E s ist gut gelaufen für die Fifa zum Auftaktspiel der Klub-WM: Trotz des schleppenden Ticketverkaufs ein solide besetztes Stadion, keine Protestplakate – schließlich kickte man in der rechten Hochburg Florida – und ein 0:0 zwischen Al-Ahly aus Kairo und Inter Miami, das wohl recht unterhaltsam war. Das wahre Highlight der Partie war dann gar nicht der alte Messi, sondern ein leidenschaftlich aufspielendes Al-Ahly und seine Fans, die teils sogar aus Ägypten angereist waren und dem Inter-Heimpublikum sowohl zahlenmäßig als auch in puncto Lautstärke deutlich überlegen waren. Kein Zweifel, für sie dürfte es eine große WM sein.
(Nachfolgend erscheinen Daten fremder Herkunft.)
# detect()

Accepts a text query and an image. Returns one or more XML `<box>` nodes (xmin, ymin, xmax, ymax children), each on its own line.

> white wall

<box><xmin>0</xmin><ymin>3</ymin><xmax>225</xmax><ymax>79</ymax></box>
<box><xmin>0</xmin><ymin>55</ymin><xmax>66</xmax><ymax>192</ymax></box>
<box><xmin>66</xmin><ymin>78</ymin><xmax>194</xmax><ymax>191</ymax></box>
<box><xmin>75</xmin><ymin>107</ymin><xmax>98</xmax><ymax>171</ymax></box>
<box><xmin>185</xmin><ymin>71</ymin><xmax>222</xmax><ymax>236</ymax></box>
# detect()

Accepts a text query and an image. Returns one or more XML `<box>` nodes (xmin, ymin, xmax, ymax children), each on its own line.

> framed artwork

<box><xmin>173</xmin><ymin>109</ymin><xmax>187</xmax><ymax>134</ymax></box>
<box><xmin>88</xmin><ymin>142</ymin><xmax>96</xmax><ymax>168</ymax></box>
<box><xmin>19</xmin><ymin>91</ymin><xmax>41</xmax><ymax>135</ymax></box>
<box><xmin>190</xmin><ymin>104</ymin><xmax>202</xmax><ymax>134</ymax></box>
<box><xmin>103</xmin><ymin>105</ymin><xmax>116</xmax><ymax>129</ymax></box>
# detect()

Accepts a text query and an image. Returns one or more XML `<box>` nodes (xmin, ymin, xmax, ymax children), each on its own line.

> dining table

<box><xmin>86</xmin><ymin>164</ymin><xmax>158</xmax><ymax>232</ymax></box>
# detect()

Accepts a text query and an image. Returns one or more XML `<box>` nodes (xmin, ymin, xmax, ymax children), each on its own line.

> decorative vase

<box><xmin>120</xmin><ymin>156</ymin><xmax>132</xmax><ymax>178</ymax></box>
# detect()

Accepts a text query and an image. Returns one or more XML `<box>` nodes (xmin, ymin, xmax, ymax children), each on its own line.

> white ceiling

Ist sie das?
Immer wieder kommt die Anschuldigung auf, dass Europas Blick auf die Klub-WM arg elitär sei: Während man hier über zu viel Belastung, zu viel Kommerz und uninteressante Partien grantelte, sei das Event für den Rest der Welt ein Riesending, eine große Party für mehr Teilhabe, mehr Umverteilung oder gleich der Vorbote einer postkolonialen Fußballwelt.
Tatsächlich ist der Blick aus Europa sowohl eurozentrisch als auch chronisch kulturpessismistisch. Hierzulande beobachtet man einerseits ängstlich, wie der Fokus der Fußballöffentlichkeit langsam und stetig auch auf andere Märkte geht, und belächelt zugleich vorsorglich die Kontinentalmeister von anderswo als Schießbudenteams. Die nun anstehenden Duelle könnten dieser Überheblichkeit ein paar Dämpfer versetzen.
Grundlegend also ist die Klub-WM tatsächlich ein großer Schritt in Richtung mehr Teilhabe. Endlich gibt es ein Format, bei dem sich Klubs aus aller Welt um ernsthafte Kohle und jenseits eines Halligalli-Kicks messen. Dafür gibt es durchaus Nachfrage. Europas Klubs müssen nun auf dem Platz überhaupt erst mal die Existenz der anderen anerkennen, die sie sonst jenseits von Werbetouren gern vergessen. Die wiederum können sich auf Weltniveau messen. Und falls es die Mamelodi Sundowns oder Al-Ahly sensationell ins Halbfinale schaffen, dürfte das einen globalen Enthusiasmus bringen, wie der WM-Erfolg Marokkos in Katar 2022.
Chance auf neues Publikum
Durchaus bringt das Turnier zudem die Chance, ein neues Publikum in vielen afrikanischen oder asiatischen Staaten zu begeistern, wo die meisten Fans trotz traditionsreicher eigener Teams am liebsten Premier League oder La Liga gucken. Blamagen bei der Klub-WM könnten den Lack des europäischen Männerfußballs empfindlich ankratzen. Schon die globalen Nationenturniere mit Stars of colour wie Pelé oder Maradona dienten ab den 1960er Jahren in vielen ehemaligen Kolonialstaaten als Empowerment-Erzählung. Angesichts des aktuell massiven Glaubwürdigkeitsverlusts des sogenannten Westens ist der Nährboden für Aufbruchstimmung da.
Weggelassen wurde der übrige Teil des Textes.